So, I’m cautiously interested in the conversation going on in the comments to this post by Roni Noone over at We are the Real Deal. (I say “cautiously,” because the some of the comments in the thread have been taking a bit of a turn towards anger and intolerance. We’ll have to see what happens.)
There’s certainly stuff that could be said regarding the assumptive slip Roni makes between “having a healthy conscious relationship with food” and losing weight — as if one were always to lead to the other. But the piece I’m keying in on right now is this series of semi-rhetorical questions from the opening of her post:
Aren’t I suppose to be spreading a message of self love and body contentment? I mean, I definitely shouldn’t be inspiring people to lose weight? That’s just plain wrong. Isn’t it?
The anxieties expressed in Roni’s questions are also forefronted in her chosen post title: Is it Wrong to Want to Lose Weight?
Wrongness. So many times this comes back to notions of wrongness.
Wrongness about appearance — too blond, too short, too fat, too skinny, too flat-chested, too red-headed, hips too big, figure too boyish, wrong facial shape, too “ethnic,” too “white bread.” Too just plain wrong because we don’t thread the needle of what is deemed attractive in a celebrity culture. (And here’s a familiar reminder that even celebrities don’t come up to the standards of celebrity beauty.)
A couple months ago, I was asked, in an FA context, if I saw myself as beautiful. And I admitted that I’m not quite There yet. But here’s the thing, I remember saying.
I never saw myself as beautiful when I was younger and thin, either. I grew up skinny and had a really awkward adolescence, in which I had physical characteristics (flat-chested, glasses, braces) that in my white, upper-middle-class high school marked me as unattractive. As far as I can guess, there may have been a magic week or two during my transition for “too skinny” to “too fat” where I hit the mark of what I “ought” to weigh. But I wouldn’t be surprised if during those magic weeks where I weighed the supposedly-right amount, I carried some other marker that kept me from being attractive — or, more accurately, from feeling attractive.
Because there’s so much judgement out there, and so much internalized self-judgement that stems from that. And — no shocker here — the judgements, the feelings of wrongness aren’t even remotely limited to questions of weight, or appearance, or the physical realm. There’s plenty of societal messages about the ways to act, to live, to be. Which plays into all the ways we feel wrong in our behaviors, our choices, our circumstances.
I truly believe that fat is a feminist issue. But for me, fat acceptance is part of the larger challenge of self-acceptance. And for me, self-acceptance and self-esteem are very much spiritual issues. Letting go of feeling wrong. Letting go of the self-protective, defensive instinct to make someone else wrong when I’m feeling judged and threatened. Opening my heart to the possibility that each and every person I encounter is 100% perfect in this moment.

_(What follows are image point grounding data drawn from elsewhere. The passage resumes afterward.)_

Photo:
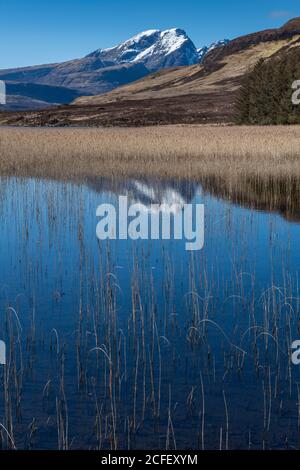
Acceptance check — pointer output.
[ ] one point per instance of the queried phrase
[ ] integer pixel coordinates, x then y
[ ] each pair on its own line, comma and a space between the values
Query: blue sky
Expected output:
45, 31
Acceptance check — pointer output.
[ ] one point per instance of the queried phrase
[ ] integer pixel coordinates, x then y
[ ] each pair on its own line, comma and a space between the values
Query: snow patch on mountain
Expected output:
203, 51
156, 49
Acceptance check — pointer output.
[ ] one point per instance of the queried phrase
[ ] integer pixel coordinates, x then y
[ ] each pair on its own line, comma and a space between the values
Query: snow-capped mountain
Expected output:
203, 51
154, 48
102, 70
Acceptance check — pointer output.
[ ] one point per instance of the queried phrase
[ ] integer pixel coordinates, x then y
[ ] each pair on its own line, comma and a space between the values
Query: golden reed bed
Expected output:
171, 151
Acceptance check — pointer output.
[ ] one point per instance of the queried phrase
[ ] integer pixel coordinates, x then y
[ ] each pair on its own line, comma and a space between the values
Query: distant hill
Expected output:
266, 93
200, 93
102, 70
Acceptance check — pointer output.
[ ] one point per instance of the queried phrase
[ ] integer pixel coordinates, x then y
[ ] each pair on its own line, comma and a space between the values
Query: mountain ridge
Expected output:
105, 69
201, 93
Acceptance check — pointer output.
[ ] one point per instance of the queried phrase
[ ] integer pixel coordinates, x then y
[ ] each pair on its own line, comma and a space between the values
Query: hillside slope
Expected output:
202, 93
106, 69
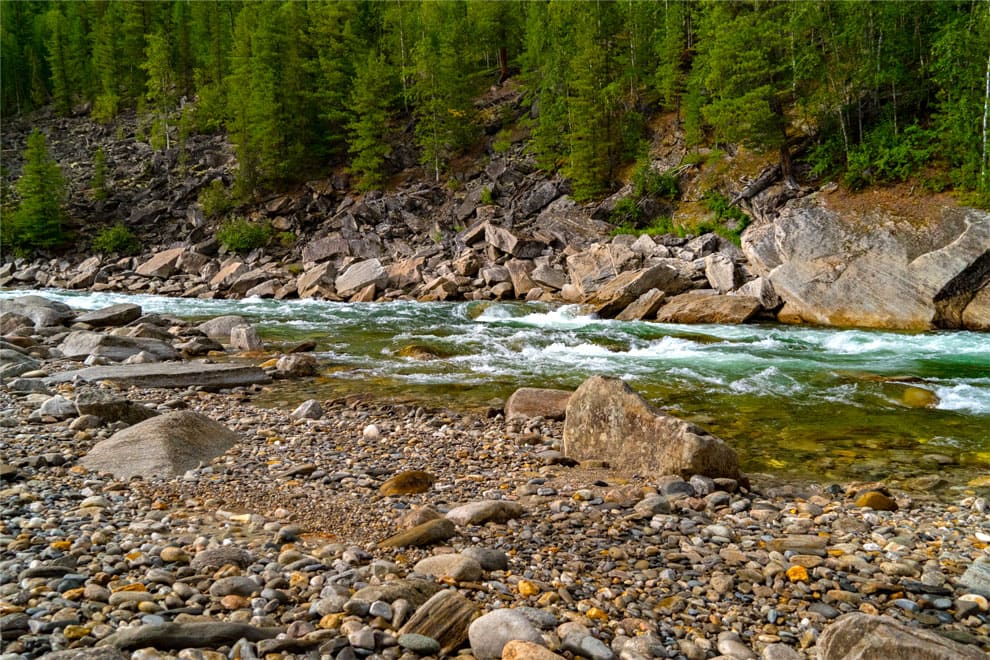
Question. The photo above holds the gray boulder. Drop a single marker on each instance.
(607, 420)
(220, 327)
(858, 636)
(529, 402)
(81, 344)
(14, 363)
(110, 408)
(113, 315)
(707, 306)
(360, 275)
(43, 312)
(166, 445)
(872, 269)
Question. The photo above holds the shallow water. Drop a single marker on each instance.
(810, 402)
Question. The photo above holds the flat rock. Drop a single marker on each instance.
(166, 445)
(444, 617)
(479, 513)
(858, 636)
(81, 344)
(114, 315)
(168, 375)
(430, 532)
(110, 408)
(175, 636)
(529, 402)
(415, 591)
(708, 307)
(221, 326)
(453, 566)
(14, 363)
(607, 420)
(43, 312)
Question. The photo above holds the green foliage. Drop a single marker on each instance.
(215, 200)
(98, 184)
(886, 156)
(729, 221)
(116, 239)
(241, 235)
(37, 221)
(660, 226)
(647, 181)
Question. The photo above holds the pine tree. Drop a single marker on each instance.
(161, 90)
(37, 222)
(370, 117)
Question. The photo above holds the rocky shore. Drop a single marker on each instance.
(358, 529)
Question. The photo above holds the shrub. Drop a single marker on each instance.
(116, 239)
(240, 235)
(885, 156)
(216, 200)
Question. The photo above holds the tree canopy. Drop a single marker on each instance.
(308, 86)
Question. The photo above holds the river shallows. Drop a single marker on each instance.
(825, 403)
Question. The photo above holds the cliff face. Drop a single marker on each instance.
(875, 268)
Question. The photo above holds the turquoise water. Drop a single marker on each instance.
(829, 403)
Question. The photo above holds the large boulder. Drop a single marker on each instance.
(527, 402)
(168, 375)
(872, 269)
(627, 287)
(858, 636)
(607, 420)
(705, 306)
(114, 315)
(360, 275)
(162, 264)
(42, 311)
(81, 344)
(166, 445)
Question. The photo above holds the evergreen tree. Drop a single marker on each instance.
(37, 222)
(369, 125)
(161, 90)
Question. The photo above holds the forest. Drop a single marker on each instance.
(867, 92)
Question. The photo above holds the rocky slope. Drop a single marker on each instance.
(503, 230)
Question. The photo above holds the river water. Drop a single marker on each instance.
(830, 404)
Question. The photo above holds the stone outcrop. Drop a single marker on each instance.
(607, 420)
(858, 636)
(81, 344)
(530, 402)
(873, 270)
(166, 445)
(168, 375)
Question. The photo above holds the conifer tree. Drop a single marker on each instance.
(37, 222)
(370, 117)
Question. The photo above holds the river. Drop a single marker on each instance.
(829, 404)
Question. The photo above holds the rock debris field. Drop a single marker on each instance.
(152, 522)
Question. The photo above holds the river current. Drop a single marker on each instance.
(831, 404)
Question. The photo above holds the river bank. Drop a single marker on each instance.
(286, 536)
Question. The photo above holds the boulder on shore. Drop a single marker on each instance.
(165, 445)
(858, 636)
(607, 420)
(872, 269)
(529, 402)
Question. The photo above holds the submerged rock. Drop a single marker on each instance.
(607, 420)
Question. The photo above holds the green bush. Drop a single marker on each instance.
(886, 157)
(240, 235)
(216, 200)
(116, 239)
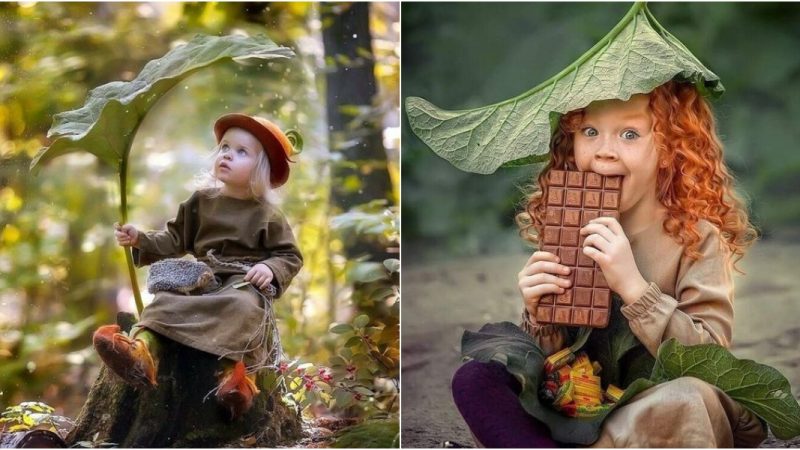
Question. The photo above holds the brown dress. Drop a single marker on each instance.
(228, 322)
(692, 301)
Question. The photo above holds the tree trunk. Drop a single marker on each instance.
(351, 86)
(177, 413)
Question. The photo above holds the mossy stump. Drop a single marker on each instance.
(178, 412)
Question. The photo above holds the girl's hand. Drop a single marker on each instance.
(607, 245)
(127, 235)
(260, 276)
(538, 278)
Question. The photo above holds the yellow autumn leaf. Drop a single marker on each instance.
(10, 234)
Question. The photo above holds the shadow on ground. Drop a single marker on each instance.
(441, 300)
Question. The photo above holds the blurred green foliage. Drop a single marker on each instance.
(61, 273)
(464, 55)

So, do I think it’s wrong to want to lose weight? No, I don’t.* We want what we want, and none of it is wrong, and going into the self-beat-up for wanting the “wrong” thing is only going to perpetuate the patterns of self-judgement that keep me feeling bad about myself.

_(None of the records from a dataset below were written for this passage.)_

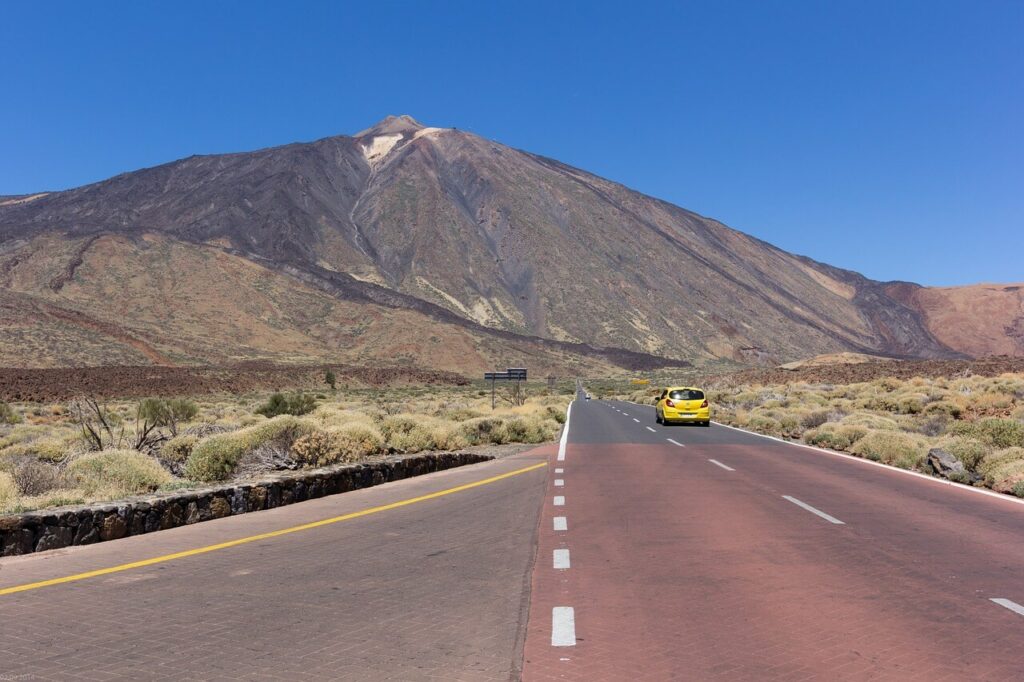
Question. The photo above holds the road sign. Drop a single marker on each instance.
(515, 374)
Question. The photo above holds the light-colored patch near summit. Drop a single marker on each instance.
(23, 200)
(432, 132)
(379, 147)
(835, 286)
(452, 300)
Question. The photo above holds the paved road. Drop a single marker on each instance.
(675, 553)
(709, 553)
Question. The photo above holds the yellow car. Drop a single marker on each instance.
(681, 405)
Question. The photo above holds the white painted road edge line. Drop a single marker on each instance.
(804, 505)
(1012, 605)
(888, 467)
(562, 626)
(565, 434)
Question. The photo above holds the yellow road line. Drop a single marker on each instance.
(263, 536)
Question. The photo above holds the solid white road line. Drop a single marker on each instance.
(562, 626)
(888, 467)
(1012, 605)
(804, 505)
(565, 434)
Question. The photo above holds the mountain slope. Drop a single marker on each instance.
(497, 242)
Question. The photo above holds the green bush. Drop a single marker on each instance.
(8, 415)
(295, 405)
(216, 458)
(996, 432)
(117, 473)
(900, 450)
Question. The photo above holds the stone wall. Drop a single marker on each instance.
(53, 528)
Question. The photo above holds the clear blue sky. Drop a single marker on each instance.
(881, 136)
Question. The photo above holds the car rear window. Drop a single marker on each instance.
(686, 394)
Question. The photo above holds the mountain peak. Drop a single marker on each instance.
(391, 125)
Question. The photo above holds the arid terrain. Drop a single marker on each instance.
(435, 247)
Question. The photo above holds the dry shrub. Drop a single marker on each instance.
(8, 489)
(8, 415)
(347, 443)
(177, 450)
(996, 432)
(826, 438)
(869, 421)
(968, 451)
(901, 450)
(117, 473)
(216, 458)
(35, 477)
(765, 425)
(1004, 469)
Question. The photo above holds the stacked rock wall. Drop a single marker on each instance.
(65, 526)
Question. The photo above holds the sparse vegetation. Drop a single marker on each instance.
(977, 419)
(295, 405)
(90, 451)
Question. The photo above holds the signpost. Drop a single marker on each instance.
(515, 374)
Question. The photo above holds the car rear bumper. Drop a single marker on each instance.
(700, 416)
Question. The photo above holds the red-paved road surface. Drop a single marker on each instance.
(683, 569)
(436, 590)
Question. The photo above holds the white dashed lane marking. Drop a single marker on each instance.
(817, 512)
(562, 626)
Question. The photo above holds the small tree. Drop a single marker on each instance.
(279, 403)
(168, 413)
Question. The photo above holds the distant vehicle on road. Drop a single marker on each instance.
(683, 405)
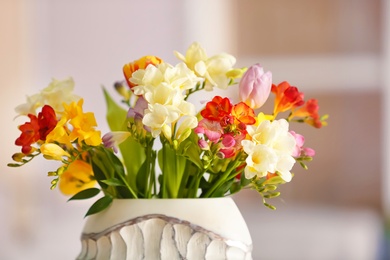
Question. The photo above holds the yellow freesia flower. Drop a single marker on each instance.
(53, 151)
(83, 124)
(59, 133)
(78, 177)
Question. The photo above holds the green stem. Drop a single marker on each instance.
(128, 186)
(221, 180)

Where Roni’s questions get a little tricky for me is when she asks about “inspiring” folks to lose weight. Because that will all very much depend on how she wants to go about inspiring people. If it’s a process of living her own choices and speaking openly about them, and letting people choose freely whether or not to follow her path, I’m pretty much on board. (Insofar as I fully believe in the perfection of Roni’s choices for Roni while choosing myself not to aspire towards weight loss.)
But if her version of “inspiring” includes blindness to the perfection of choice for those embracing HAES — and that assumptive slip I mentioned above gives me some reason to fear that sort of blindness — then I’m a bit more troubled about the potential for this to be yet another message about how the FA/HAES community is wrong in our choices and our beliefs.
So Roni isn’t wrong. And I’m not wrong.
When we’re able to tap into compassion for self and make heart-centered authentic choices for ourselves, each of us is wonderfully right.
* Not that anyone needs my approval anyways.